Ces derniers temps, le primat anglican a dû affronter de fortes crises à l’intérieur de la Communion anglicane. Avez-vous pu lui apporter une aide?
MURPHY-O’CONNOR: L’archevêque Williams sait qu’il peut compter non seulement sur mon amitié mais aussi sur celle du cardinal Kasper et du Conseil pontifical pour l’Unité des Chrétiens, à Rome. Il sait qu’il aura toujours de notre part écoute, compréhension, conseil sûr, toutes choses d’ailleurs dont l’amitié est faite. Nous parlons régulièrement des sujets de la dissension qu’il doit affronter à l’intérieur de la Communion anglicane; il faut dire que ces problèmes concernent l’unité des chrétiens. Nous essayons de l’aider de toutes les manières possibles.
De quelle façon peut se faire, selon vous, l’unité des chrétiens en terre anglicane?
MURPHY-O’CONNOR: Saint Augustin demandait l’unité dans les choses essentielles, la liberté dans les choses non essentielles et la charité en toute chose. C’est vraiment une excellente maxime. Nous sommes encore à la recherche de la façon dont on peut arriver à un accord sur les choses essentielles de la foi. La Trinité, l’Incarnation, la Rédemption sont trois grands mystères que nous partageons dans le Credo. Puis nous avons les doctrines fondamentales de l’Église que la majorité des anglicans pourraient accepter. On pourrait présenter les choses ainsi: ce que nous avons à offrir à la Communion anglicane, c’est le don que nous avons reçu, notre compréhension et l’expérience de ce que signifie être une Église. Les mois que nous venons de passer nous ont montré d’une manière unique l’ecclésiologie du catholicisme; le pape, les évêques, le peuple de Dieu et l’incroyable unité qui soutient tout cela. Je crois que d’autres Églises ont aussi besoin de cela, comme elles ont besoin d’approfondir la collégialité, de voir comment agit l’unité, dans la charité, la liberté et dans le partage de la foi.
Et que peut nous apprendre la Communion anglicane?

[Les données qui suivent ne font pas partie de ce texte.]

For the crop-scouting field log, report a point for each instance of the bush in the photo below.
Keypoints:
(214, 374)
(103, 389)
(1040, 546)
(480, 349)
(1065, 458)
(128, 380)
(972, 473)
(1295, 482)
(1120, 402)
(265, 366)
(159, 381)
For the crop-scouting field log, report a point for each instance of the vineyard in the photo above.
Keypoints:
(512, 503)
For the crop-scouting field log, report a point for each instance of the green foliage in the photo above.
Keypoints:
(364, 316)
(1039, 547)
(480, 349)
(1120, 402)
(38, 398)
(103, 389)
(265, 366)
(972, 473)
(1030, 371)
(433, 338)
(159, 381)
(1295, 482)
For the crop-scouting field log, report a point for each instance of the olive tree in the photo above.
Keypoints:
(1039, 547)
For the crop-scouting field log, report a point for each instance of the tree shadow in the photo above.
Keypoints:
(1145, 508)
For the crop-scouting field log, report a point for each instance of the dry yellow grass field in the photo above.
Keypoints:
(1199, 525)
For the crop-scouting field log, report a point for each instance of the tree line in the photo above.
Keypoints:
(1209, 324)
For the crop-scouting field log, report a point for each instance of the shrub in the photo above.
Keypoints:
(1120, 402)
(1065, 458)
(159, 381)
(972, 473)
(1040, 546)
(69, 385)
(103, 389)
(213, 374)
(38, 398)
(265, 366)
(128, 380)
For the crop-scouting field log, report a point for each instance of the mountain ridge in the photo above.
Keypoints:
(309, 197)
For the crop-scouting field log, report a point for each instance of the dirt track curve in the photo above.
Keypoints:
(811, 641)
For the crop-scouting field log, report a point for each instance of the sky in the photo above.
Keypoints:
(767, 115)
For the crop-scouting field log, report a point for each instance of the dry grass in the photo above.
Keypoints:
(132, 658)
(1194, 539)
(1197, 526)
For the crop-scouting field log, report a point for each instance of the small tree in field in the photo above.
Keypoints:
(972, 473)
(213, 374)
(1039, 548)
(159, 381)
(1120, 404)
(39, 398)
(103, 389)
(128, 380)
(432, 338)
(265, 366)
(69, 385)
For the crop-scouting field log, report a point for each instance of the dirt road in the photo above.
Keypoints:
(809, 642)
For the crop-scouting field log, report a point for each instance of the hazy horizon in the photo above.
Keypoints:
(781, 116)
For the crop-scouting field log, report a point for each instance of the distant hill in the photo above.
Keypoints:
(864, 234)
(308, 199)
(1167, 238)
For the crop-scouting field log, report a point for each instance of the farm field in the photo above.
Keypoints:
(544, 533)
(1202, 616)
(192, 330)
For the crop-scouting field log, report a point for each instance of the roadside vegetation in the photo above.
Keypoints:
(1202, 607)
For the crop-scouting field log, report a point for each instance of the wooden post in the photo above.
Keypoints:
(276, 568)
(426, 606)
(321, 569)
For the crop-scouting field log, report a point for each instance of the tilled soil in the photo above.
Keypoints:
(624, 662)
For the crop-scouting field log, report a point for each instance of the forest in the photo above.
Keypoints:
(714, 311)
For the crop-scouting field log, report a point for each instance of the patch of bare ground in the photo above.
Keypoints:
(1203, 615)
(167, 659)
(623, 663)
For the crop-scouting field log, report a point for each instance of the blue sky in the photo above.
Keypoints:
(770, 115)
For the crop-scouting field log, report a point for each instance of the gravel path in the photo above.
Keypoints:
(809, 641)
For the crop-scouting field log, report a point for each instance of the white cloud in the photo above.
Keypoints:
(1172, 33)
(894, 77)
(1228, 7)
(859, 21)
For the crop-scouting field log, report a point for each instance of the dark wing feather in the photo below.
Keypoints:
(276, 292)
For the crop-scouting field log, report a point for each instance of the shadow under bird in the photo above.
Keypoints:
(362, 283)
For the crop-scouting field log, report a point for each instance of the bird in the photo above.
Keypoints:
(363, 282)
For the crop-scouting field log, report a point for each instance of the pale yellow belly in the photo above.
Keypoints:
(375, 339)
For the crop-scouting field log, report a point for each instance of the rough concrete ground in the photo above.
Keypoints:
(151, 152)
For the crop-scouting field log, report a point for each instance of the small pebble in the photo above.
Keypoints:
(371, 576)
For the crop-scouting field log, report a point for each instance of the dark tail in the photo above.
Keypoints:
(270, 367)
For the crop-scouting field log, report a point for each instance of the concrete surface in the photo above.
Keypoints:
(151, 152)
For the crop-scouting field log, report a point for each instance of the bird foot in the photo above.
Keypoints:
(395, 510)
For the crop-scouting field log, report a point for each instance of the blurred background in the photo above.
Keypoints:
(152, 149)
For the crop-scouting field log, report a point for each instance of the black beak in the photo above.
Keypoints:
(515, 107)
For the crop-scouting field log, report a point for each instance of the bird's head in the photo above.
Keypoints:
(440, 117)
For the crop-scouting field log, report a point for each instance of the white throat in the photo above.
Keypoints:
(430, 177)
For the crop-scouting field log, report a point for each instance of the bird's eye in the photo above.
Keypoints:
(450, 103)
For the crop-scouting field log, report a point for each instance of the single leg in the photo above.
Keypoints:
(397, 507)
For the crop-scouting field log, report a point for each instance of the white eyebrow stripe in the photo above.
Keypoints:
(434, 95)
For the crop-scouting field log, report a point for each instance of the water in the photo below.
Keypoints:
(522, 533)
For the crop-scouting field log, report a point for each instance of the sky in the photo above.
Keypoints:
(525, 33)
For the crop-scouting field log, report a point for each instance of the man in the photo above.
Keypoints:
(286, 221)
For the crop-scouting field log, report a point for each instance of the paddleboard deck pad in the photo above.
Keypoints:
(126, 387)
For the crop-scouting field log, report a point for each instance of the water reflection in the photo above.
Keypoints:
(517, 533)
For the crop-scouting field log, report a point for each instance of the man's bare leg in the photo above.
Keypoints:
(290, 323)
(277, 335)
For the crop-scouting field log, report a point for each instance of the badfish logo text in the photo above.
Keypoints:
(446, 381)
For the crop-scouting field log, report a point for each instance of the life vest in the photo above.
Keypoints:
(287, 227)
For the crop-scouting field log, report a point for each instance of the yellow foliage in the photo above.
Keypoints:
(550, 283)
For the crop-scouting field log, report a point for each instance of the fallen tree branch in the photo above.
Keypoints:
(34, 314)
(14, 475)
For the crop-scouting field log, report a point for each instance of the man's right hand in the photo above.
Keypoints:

MURPHY-O’CONNOR: Par exemple, à mieux écouter les laïcs dans les diocèses. L’évêque est quelqu’un qui a la charge de son diocèse, il doit écouter ses prêtres, ses religieux, ses laïcs, ce qui signifie qu’il dépend d’un type de gouvernement de l’Église qui est essentiellement synodal. Il y a là quelque chose que nous pouvons apprendre des anglicans, en le ramenant à l’intérieur de toute l’ecclésiologie de l’Église. Et voici alors venir la papauté dans son rôle qui consiste à servir dans le monde entier la communion des chrétiens. Jean Paul II dans l’encyclique Ut unum sint a demandé aux chefs chrétiens de dire comment, selon eux, le siège de Pierre peut servir de la meilleure façon possible la cause de la communion. Je crois que nous devons poursuivre ce dialogue.